Cesky Krumlov is a popular touristic destination in the south of the Czech Republic, and it’s gained its fame for a reason; in spite of the large number of visitors the town centre very much appears like the time has stopped here since the 13th century.
The historical town centre
Just wandering through the charming narrow streets is quite an experience on its own, and I would definitely dedicate at least an hour to carelessly roaming the old town. If you find yourself in need of a bit of a snack to keep you going, I would recommend trying a trdelnik, a warm tube-shaped pastry typically coated with cinnamon or nuts, from one of the street vendors.
If your appetite is a bit larger, the best restaurant in town, Mastal, can be found on the main Town Square, located just by the tourist information. Head there for some delicious steak, although be careful to time it well with your sightseeing – you may feel too full to move after your meal.

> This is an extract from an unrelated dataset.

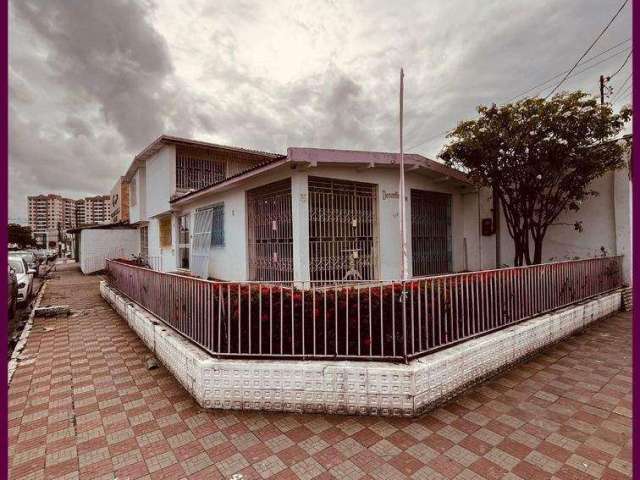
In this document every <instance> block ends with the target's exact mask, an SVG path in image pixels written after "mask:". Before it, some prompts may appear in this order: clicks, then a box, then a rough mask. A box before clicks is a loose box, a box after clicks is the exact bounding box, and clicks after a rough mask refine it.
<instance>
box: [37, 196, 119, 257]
mask: <svg viewBox="0 0 640 480" xmlns="http://www.w3.org/2000/svg"><path fill="white" fill-rule="evenodd" d="M27 202H28V212H29V225H30V226H31V231H32V232H33V237H34V238H35V239H36V240H37V241H38V242H39V243H40V245H42V246H46V247H54V246H57V245H58V243H60V242H61V241H62V240H63V238H64V233H65V232H66V231H67V230H69V229H71V228H75V227H76V226H79V225H86V224H94V223H108V222H110V221H111V196H110V195H99V196H96V197H85V198H82V199H80V200H73V199H71V198H65V197H63V196H61V195H56V194H52V193H50V194H46V195H44V194H43V195H34V196H29V197H27Z"/></svg>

If you can stomach it, the Museum of Torture, pay a visit to the Museum of Torture next to the restaurant. The museum offers an interesting take on the history of torture, although it’s not for the faint-hearted. It is possible to buy a two-in-one ticket for the Museum of Torture and Wax Museum a few streets away, although I would suggest that you skip the latter – there are far more interesting things to see and do in this town!
The castle is probably Cesky Krumlov’s biggest attraction. As you approach the courtyard, you’ll pass a bear pit which normally holds three bears. The bears have been a part of the castle’s rich history ever since the 16th century. If you would like to learn more about the castle’s history and the noble houses who resided in it over the centuries, have a look at my posts on the Five-petalled Rose Celebrations and the Trebon Castle.
Different parts of the castle have been built or refurbished in various styles, so you can pick a tour based on your interests; Tour I will take you to the renaissance and baroque chambers as well as the unique carnival ballroom, Tour II covers the more recent classicism era. Both tours will cost you around 200 CZK (£5 or $8). You should also consider climbing the castle tower to take in the landscape of the town. However, if you want to save some cash, the view from the castle’s arcades is almost equally impressive.
More information on the castle can be found on its website.
The castle garden
Once you make your way through the castle’s courtyards, continue uphill and you’ll reach the castle gardens. Somewhat reminiscent of a smaller version of the gardens in Versailles, this is a great place to rest and recuperate. But if you still have enough energy, there’s lots to do around here.
In the summer months, knight tournaments often take place just across the street from the gardens – you can find out when exactly the take place and purchase tickets in the tourist information centre on the main square.
Even closer, Cesky Krumlov’s famed revolving theatre is based in the castle gardens. Tucked away from the main garden section so it does not affect the gardens’ charm, this is where a number of plays take place in the evenings. While most of the plays are in Czech, this is an experience not to miss, and you can always opt for one of the less language specific performances, such as Swan Lake or one of the operas that are on this summer. For more information and tickets, click here.
As mentioned in my previous post on Cesky Krumlov renaissance festival, the most convenient way of reaching Cesky Krumlov is by the Student Agency bus – it will transport you from Prague to Cesky Krumlov’s fairytale town centre in just under 3 hours.